Après « Les vagues enchaînées » qui nous avaient entraînés dans les méandres mémoriels de l’horreur de l’esclavage, l’auteur nous captive à nouveau et nous embarque dans un voyage paradoxal de violence et de grâce.

Sullivan de Georges est un trader parisien, bourgeois, addict aux excès. Dans la fureur de ses combats clandestins chez les riches avides de spectacle, il lutte aussi contre lui-même aux quatre coins du monde. Mais des yeux l’observent, le guettent et le suivent dans son mal de vivre. Son salut viendra-t-il de son amour pour ce pays plein de charme et de saveurs qu’est le Kenya, ou de cette sublime femme africaine rencontrée dans le hasard de sa vie tumultueuse ?
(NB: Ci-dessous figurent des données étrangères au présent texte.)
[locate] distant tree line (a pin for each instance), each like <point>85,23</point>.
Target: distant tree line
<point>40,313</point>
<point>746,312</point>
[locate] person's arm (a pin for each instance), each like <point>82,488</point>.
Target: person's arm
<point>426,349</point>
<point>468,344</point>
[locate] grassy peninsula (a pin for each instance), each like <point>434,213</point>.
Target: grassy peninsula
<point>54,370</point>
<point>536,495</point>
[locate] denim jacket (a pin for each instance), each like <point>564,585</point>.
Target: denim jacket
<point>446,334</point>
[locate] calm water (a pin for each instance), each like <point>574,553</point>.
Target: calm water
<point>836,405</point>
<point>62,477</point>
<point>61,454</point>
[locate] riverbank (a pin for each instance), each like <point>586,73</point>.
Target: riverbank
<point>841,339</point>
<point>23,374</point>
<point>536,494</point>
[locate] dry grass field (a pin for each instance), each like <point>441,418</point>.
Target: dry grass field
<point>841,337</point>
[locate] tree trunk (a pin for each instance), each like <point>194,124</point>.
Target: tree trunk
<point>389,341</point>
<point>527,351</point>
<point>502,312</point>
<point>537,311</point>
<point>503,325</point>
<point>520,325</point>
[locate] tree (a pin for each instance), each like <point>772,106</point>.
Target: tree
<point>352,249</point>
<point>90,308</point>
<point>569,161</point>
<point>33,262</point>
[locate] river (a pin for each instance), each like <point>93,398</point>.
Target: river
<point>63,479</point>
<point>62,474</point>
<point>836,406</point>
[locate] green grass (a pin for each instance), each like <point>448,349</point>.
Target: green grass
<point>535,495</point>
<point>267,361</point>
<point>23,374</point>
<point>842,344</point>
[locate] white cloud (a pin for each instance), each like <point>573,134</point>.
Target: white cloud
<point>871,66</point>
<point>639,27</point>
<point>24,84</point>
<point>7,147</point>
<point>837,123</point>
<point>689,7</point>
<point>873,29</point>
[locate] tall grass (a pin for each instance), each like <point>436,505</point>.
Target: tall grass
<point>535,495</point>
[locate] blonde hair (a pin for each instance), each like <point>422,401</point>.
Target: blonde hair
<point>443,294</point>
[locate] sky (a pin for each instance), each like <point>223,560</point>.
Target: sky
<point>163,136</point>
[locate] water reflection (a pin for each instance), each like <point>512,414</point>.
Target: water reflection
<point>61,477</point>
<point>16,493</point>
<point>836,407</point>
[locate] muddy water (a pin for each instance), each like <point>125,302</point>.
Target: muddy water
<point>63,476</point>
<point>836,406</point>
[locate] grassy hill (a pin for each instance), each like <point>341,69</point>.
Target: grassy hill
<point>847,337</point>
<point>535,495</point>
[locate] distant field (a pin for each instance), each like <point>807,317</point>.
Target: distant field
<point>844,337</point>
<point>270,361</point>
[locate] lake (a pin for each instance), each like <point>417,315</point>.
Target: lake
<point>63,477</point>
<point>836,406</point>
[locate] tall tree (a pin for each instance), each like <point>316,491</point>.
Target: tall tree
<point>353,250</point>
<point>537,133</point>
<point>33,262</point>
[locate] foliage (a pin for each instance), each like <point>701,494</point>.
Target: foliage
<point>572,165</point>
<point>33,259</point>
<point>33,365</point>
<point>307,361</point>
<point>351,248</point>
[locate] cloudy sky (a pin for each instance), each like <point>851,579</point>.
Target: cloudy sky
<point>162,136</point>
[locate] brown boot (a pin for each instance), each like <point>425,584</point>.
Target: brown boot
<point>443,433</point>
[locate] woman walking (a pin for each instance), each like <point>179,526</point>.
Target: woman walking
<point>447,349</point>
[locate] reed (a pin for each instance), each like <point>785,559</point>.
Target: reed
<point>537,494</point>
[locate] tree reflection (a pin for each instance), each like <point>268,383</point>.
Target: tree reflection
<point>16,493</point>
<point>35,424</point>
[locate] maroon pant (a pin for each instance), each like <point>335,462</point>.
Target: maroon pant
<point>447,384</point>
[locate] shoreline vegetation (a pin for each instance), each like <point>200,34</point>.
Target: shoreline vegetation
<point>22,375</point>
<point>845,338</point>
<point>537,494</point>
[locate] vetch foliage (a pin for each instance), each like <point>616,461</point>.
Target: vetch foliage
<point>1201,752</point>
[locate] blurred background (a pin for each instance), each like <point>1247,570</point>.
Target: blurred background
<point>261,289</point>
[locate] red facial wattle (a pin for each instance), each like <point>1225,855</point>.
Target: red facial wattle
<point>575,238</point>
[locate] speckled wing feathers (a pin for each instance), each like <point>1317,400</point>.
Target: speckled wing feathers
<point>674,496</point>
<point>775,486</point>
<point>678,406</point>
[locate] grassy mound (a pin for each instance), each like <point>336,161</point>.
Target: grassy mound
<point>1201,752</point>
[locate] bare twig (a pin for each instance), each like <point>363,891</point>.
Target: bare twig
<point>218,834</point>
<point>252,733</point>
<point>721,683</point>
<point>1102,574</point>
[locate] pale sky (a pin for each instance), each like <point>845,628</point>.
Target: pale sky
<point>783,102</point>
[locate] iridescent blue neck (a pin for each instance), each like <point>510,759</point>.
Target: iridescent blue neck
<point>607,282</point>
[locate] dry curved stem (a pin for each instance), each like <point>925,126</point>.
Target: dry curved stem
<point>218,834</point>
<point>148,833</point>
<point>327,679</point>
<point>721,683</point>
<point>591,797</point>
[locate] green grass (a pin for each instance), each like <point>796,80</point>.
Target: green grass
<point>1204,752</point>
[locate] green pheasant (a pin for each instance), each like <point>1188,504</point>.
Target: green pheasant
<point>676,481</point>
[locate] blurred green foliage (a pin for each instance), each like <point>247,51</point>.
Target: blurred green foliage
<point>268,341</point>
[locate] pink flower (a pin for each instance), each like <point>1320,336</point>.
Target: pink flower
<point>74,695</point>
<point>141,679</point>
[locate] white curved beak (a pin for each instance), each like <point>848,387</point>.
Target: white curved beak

Parlons tout d’abord de l’histoire. Le chaos de Sullivan a cette force du récit initiatique nous donnant de suivre l’évolution de Sullivan de Georges vers la compréhension du monde qui l’entoure, qu’il combat, fuit ou admire, mais aussi, sans doute, vers cette quête de lui-même avec tous ses paradoxes. Une histoire captivante, presque hypnotique, qui dans ce parcours de vie tellement peu banale et tellement loin du lecteur moyen arrive malgré tout à nous arracher à nous-mêmes, ouvrant le jeu de l’implication, d’une identification possible. C’est celle, notamment, du combat personnel avec nos démons intérieurs, ou plutôt, pour être plus proche de Sullivan, ces fauves qui nous guettent, cherchant à nous débusquer et nous dévorer de l’intérieur. Cette « ennemi dans la glace » que chante Alain Chanfort, car « il y a chez moi un hôte indésirable, insaisissable, qui vit sous mon toit, qui dort dans mon lit, qui jamais n’m’oublie, l’ennemi dans la glace dont le regard me glace, il sourit mais j’le connais bien… » Et c’est aussi la lutte avec l’amour… Rien de nouveau sous le soleil… car comme disait l’apôtre Paul dans son épître aux Romains (La Bible) « Je ne fais pas le bien que je veux, et je fais le mal que je ne veux pas ». Oui, l’enfer et le paradis ne sont jamais loin l’un de l’autre, et l’histoire de Sullivan de Georges en est un sublime exemple. Le chaos de Sullivan est la narration d’une descente aux enfers, ou plutôt, d’une chute lente, vertigineuse et peut-être inexorable, voire fatale d’un homme en prise avec ses excès et pour qui la survie est devenue le maître mot. Mais c’est aussi, au cœur même de ce périple, la Rencontre. Rencontre avec son destin, avec le réel, avec le temps « le tic-tac du temps qui a grignoté mon intérieur fade, face à une âme malade » comme dira Sullivan. Rencontre enfin avec l’Aimée…

Et puis derrière les mots qui se dévorent, il y a la main qui les pense et les écrits. Rémy Pulvar, une fois encore, est émouvant dans son geste. Je parlais de grâce, et c’est précisément ainsi que je vois sa démarche d’écriture. Avec ce troisième roman, la violence est pourtant là centrale. Une violence brute, aride et percutante. Il ne fait pas là dans la dentelle dans le récit des combats physiques comme dans ceux qui se jouent dans le fort intérieur du héros. Le lecteur se retrouve catapulté dans la peau du spectateur… il s’habille alors des habits élégants et détestables à la fois des voyeurs, des parieurs, de la plèbe avide de sang pour se divertir. Mais Rémy Pulvar nous bouscule, et d’une page à une autre nous transporte aussi d’un pays à un autre, des ruelles parisiennes à une plage africaine, d’un lugubre décor d’un vieux pétrolier russe désaffecté à un village éventré de Sardaigne devenu le ring du démon. Et à chaque fois, cette même minutie du détail, l’auteur devenant tour à tout artiste peintre, apportant les contours d’une toile de maître, guide touristique, évoquant les lieux, leurs histoires, leurs couleurs, leurs odeurs, et conteur, avec ce miraculeux pouvoir de l’allumage de notre imagination ou du rêve qui donne vie à des sons, à des mots, à des phrases…

Ce chaos de Sullivan vous mettra peut-être quelques instants sous le choc où l’arbitre se met à décompter mais pour mieux vous relever et inspirer un souffle de vie renouvelé et renouvelant.